Yammer CEO David Sacks just unveiled a number of new products that could redefine the operator of corporate social networks.
Right now, people sometimes mockingly refer to Yammer as a "Facebook for business," based on both the strong resemblance between Yammer and Facebook's websites and the noisy, Facebook-like chatter that can develop on Yammer threads.
At his company's first YamJam conference in San Francisco, Sacks just revealed plans to move beyond the surface resemblance to take on Facebook's core function of identity, and apply it to the workplace.
Yammer is now introducing tools for embedding Yammer feeds inside other pieces of software and letting users log into that software with their Yammer accounts.
Just as many websites now use Facebook accounts for logins, comments, and other features, Yammer wants to make its service equally indispensable within business software.
Sacks even demonstrated Yammer embedded within a Salesforce.com page—showing how this strategy can let Yammer subvert its archrival.
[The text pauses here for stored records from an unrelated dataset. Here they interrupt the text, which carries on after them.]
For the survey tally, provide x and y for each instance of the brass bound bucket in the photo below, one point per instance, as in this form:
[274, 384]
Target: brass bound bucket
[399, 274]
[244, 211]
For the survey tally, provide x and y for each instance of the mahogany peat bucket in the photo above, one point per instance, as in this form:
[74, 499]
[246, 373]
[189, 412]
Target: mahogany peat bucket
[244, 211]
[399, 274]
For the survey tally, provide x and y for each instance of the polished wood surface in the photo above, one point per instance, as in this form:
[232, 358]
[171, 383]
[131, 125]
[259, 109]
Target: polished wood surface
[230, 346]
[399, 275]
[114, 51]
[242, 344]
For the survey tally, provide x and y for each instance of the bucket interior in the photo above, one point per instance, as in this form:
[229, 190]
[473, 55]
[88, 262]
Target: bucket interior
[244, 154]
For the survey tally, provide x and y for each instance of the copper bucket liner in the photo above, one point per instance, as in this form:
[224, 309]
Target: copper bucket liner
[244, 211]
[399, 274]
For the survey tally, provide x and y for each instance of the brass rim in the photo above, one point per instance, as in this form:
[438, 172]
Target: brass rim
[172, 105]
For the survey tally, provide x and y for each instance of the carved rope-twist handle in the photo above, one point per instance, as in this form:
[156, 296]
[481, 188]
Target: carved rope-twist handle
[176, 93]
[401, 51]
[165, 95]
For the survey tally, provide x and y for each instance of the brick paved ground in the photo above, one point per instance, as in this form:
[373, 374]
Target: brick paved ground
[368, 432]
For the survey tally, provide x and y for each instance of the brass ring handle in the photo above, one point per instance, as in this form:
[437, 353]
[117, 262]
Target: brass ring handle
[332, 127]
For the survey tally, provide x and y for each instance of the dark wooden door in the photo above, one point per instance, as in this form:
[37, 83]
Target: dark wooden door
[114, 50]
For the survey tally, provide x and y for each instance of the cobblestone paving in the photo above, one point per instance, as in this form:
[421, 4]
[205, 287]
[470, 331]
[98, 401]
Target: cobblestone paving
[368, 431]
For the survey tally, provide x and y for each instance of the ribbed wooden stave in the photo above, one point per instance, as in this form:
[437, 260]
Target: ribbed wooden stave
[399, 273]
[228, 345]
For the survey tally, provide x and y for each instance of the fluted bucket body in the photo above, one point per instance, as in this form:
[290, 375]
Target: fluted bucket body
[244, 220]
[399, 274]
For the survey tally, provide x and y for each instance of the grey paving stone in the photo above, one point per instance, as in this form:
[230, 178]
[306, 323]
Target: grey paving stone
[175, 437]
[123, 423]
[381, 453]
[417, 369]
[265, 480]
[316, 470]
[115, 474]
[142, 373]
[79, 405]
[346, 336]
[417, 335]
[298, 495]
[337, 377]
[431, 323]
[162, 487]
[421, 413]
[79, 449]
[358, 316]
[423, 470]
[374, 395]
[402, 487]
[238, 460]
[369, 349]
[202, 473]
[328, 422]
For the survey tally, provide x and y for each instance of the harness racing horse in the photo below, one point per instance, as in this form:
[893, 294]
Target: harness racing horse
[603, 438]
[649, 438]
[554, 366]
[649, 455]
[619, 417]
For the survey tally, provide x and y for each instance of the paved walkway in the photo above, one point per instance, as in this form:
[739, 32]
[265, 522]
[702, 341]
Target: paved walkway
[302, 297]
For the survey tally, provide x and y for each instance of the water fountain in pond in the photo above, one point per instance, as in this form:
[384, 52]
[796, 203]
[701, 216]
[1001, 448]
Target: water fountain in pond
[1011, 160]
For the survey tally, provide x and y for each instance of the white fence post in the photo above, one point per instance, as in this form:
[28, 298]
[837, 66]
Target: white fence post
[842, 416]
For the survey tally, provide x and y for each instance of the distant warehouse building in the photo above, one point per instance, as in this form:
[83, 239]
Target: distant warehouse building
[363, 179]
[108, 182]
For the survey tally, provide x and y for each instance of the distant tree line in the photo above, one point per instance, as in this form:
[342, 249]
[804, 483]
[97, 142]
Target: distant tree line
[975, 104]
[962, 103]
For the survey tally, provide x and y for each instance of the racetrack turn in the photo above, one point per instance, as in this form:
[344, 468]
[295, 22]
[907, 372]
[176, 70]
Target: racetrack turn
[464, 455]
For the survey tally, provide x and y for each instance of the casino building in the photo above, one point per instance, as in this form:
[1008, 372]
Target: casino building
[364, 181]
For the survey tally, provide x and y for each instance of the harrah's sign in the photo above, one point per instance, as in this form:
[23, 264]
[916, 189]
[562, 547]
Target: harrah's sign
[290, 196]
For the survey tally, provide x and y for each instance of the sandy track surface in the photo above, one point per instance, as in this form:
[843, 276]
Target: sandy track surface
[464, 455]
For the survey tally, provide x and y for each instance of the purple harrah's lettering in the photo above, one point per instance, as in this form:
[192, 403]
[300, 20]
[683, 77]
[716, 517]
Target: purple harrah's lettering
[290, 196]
Sacks argued that while Salesforce.com is typically used by salespeople, Yammer's used by entire companies—so integrating Yammer within Salesforce is a better, less expensive way to get salespeople collaborating with colleagues from other departments. (Salesforce offers a Yammer competitor, Chatter.)
It's far from clear how successful the strategy will be, especially given that most big makers of enterprise software compete with Yammer's new owner, Microsoft. But smaller startups which make Web-based business software may find it makes sense to get drawn into Yammer's embrace.